Part 6: Anger

2.6K 306 43
                                    

Cairan merah kental melumuri kedua tanganku. Tak kupedulikan lagi gergaji mesin yang sedari tadi menderu-deru. Bukan berarti dendamku sudah terbalaskan, ini baru permulaan. Orang-orang itu, para pejabat busuk itu.Aku yakin, mereka pasti sudah pucat wajahnya dan mengurung diri di dalam rumah.

Wanita itu kini menatapku dengan ketakutan. Tangan kirinya sudah kupotong hingga ke siku. Air matanya tak berhenti mengalir, membuat maskara-nya luntur. Pakaiannya sudah penuh dengan darah yang menggenang di sisi tubuh.

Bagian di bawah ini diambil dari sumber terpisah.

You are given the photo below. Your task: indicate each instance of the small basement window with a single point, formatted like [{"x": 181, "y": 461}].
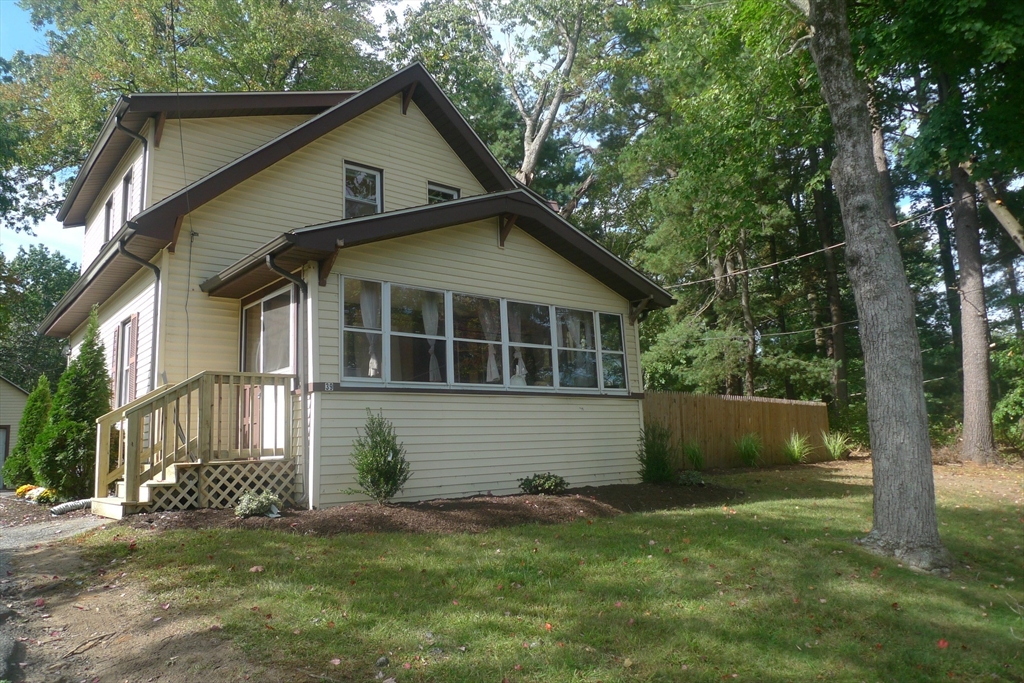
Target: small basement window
[
  {"x": 437, "y": 193},
  {"x": 363, "y": 190}
]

Bagus, sekarang inilah pertanyaan terakhirku.

"Kenapa kalian membunuh keluargaku?"

"Bukan aku yang membunuh mereka! Bukan aku! Aku bersumpah!" Teriak wanita itu.

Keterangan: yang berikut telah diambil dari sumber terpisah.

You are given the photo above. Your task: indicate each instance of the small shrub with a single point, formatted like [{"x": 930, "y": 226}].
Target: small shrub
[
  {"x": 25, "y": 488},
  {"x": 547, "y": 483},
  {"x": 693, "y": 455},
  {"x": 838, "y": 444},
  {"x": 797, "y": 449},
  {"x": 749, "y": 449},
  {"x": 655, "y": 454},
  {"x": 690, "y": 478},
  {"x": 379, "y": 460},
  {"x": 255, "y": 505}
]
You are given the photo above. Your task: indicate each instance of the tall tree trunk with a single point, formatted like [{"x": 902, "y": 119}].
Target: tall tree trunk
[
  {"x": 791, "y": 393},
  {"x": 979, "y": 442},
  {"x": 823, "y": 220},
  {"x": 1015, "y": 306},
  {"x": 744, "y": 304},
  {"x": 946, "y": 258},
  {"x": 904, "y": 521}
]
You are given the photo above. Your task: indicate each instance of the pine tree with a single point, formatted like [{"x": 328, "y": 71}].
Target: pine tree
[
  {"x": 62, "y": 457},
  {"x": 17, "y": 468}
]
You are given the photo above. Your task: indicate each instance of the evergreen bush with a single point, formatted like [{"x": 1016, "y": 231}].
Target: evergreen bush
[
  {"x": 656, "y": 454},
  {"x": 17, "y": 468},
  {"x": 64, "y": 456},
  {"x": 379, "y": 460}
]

"Kenapa kalian membunuh keluargaku?"

Kali ini aku berteriak. Tak peduli lagi akan petugas keamanan yang pasti mendengar suaraku. Gergaji mesin tadi kuarahkan ke wajahnya. Membuat wanita itu menjerit ketakutan.

"A ... ada map merah di laci bawah mejaku. File-nya memiliki nomor seri 337." serunya.

Aku mematikan gergaji mesin itu lalu membekap wajahnya dengan kain putih yang sudah kulumuri dengan chloroform. Seperti yang sudah kuduga, dia langsung tertidur dan merosot ke lantai seperti karung beras.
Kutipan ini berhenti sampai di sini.